Your %union
directive looks ... well, "almost OK" in terms of what you've shown of it, but there's a missing close brace. I cannot say anything about the part you omitted, but int int
is a syntax error, so I have to assume that this is not what's there either.
The code in the braces (both the flex and bison sections) does not match the fragment shown in the union.
Here's some correct syntax (I added more names for discussion purposes, and some other items to make the output compile-able with gcc -O -Wall -c
):
%{
#include <stdio.h>
extern int yylex(void);
extern int yyerror(const char *);
%}
%union {
struct named_for_discussion_below {
char *pair_sval;
int pair_ival;
} pair;
int single_ival;
}
%token <pair> TOKEN
%token <single_ival> INTEGER
%%
prog: exprlist;
exprlist: exprlist expr
| /*empty*/
;
expr : TOKEN { printf("got: %s %d\n", $1.pair_sval, $1.pair_ival); }
| INTEGER { printf("got: %d\n", $1); }
;
Note that, because of the types supplied in the two %token
directives, bison assumes that $1
is an instance of struct named_for_discussion_below
, containing pair_sval
and pair_ival
, when the token is TOKEN
, but that $1
is just a simple single_ival
value when the token is INTEGER
. You must select the structure member (.pair_sval
and .pair_ival
) when accessing the pair
value, but you must omit the word pair
. When accessing the single_ival
you omit the word single_ival
too; and since there's no .field
sub-name, nothing else appears after $1
.
Extended discussion
It may help, at least if you know the basics of how the generated parser works, to note here that each element of the parse stack is a union
type. (Well, it is after using %union
, otherwise it's just an ordinary int
.)
The %union
directive supplies the contents for this type. The internal name for this is union YYSTYPE
, and it has a typedef-alias spelled YYSTYPE
, which is what you (or flex) should use when setting up the auxiliary value for each token. Each call to yylex()
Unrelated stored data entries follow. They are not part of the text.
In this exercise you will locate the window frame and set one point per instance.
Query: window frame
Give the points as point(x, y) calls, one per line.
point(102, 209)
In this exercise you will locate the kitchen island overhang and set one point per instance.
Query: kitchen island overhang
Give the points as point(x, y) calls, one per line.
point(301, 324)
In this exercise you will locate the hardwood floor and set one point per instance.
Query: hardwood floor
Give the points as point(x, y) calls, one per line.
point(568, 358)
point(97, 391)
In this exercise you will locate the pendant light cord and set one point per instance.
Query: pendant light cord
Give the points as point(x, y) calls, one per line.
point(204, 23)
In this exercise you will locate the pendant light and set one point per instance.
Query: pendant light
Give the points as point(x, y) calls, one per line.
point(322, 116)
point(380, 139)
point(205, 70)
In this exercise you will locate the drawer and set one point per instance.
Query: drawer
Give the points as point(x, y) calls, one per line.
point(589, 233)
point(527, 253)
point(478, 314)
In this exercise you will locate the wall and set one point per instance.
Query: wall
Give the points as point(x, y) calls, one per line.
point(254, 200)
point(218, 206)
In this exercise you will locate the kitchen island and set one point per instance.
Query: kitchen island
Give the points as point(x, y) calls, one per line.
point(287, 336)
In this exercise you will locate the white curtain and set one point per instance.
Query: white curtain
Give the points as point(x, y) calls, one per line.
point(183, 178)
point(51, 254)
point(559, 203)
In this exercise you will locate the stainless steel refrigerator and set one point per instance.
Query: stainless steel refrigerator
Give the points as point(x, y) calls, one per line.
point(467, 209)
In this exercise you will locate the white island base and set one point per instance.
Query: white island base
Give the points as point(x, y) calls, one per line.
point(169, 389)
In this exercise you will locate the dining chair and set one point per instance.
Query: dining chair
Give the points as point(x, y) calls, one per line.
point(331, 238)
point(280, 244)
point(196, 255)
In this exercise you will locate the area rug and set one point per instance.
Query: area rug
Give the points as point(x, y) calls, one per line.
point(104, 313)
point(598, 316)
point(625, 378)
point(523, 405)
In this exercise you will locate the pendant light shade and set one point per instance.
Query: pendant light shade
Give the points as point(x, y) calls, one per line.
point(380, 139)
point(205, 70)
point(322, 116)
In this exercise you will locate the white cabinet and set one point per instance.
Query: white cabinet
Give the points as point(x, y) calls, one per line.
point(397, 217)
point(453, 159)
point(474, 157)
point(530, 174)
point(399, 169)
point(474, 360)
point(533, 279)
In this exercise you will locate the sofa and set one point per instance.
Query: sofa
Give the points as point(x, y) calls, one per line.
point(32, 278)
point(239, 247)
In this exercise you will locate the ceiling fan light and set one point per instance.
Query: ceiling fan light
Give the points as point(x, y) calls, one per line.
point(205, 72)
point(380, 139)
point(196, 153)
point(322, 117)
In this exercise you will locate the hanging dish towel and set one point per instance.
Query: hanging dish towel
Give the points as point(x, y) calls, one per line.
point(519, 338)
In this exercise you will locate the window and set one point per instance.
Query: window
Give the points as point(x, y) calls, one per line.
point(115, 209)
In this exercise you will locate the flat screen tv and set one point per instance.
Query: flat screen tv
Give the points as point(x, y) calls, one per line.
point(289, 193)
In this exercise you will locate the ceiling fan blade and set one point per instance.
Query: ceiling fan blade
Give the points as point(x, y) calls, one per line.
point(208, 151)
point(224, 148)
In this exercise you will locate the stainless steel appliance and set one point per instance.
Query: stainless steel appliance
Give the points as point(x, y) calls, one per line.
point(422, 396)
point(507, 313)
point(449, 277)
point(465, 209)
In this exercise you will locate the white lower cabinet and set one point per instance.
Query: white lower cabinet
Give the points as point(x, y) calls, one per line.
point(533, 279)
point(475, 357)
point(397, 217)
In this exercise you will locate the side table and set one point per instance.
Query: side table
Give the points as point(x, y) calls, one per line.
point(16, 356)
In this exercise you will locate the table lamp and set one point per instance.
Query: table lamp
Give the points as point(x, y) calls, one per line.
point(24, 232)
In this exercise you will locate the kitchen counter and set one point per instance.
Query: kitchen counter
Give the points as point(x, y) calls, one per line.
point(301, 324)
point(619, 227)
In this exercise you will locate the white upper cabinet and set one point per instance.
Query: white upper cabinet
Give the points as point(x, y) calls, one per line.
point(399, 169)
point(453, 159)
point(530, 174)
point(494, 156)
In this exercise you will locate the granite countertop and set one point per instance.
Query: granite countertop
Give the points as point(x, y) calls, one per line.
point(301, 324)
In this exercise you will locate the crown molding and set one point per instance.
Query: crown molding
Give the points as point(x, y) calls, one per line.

must return an ordinary int
value, which is the token number (0 for EOF, 1 through 255 for an ordinary char
, and token values starting at or above 256 for tokens). (Byacc use #define
s starting at 257, while modern bison uses an enum
and starts at 258.) Each call also sets yylval
and the value in yylval
is pushed (shifted) onto its parse stack, along with the token. (Both bison and byacc use two parallel stacks, one for parser state and one for values, but that's an implementation detail you need not care about. Other than "Bob Corbett wrote the first versions of both" I'm not sure why they both work the same way here.)
When bison (or byacc) emits code, it uses the assigned or assumed type, from %token
, %type
, or angle-bracket-supplied name, to add a union element name as needed. For instance, suppose the yacc value stack is named S
(it's not but just suppose), and suppose $1
is actually S[1]
, $2
being S[2]
, and so on. Without a %union
directive and no explicit types, $n
just translates directly to S[n]
. When you introduce %union
, though, it translates to S[n].field
, where the field
name comes from the implied or supplied type.
Thus, in the above, when handling an INTEGER
which produces only a single_ival
, bison/byacc generates what you need with no additional work on your part. But, when handling a TOKEN
that produces a pair
, S[1].pair
is not sufficient to select one element of the struct
. Adding .pair_sval
selects the char *
element of the struct
.
The struct type's name, struct named_for_discussion_below
, never appears in any automatically-generated code. If you want to pass a copy of the struct type, or a pointer to an instance of it, to some routine—e.g., alter(&$1)
, when $1
expands to S[1].pair
—you will need to use the struct type's name. If you never do this, you can omit the name entirely.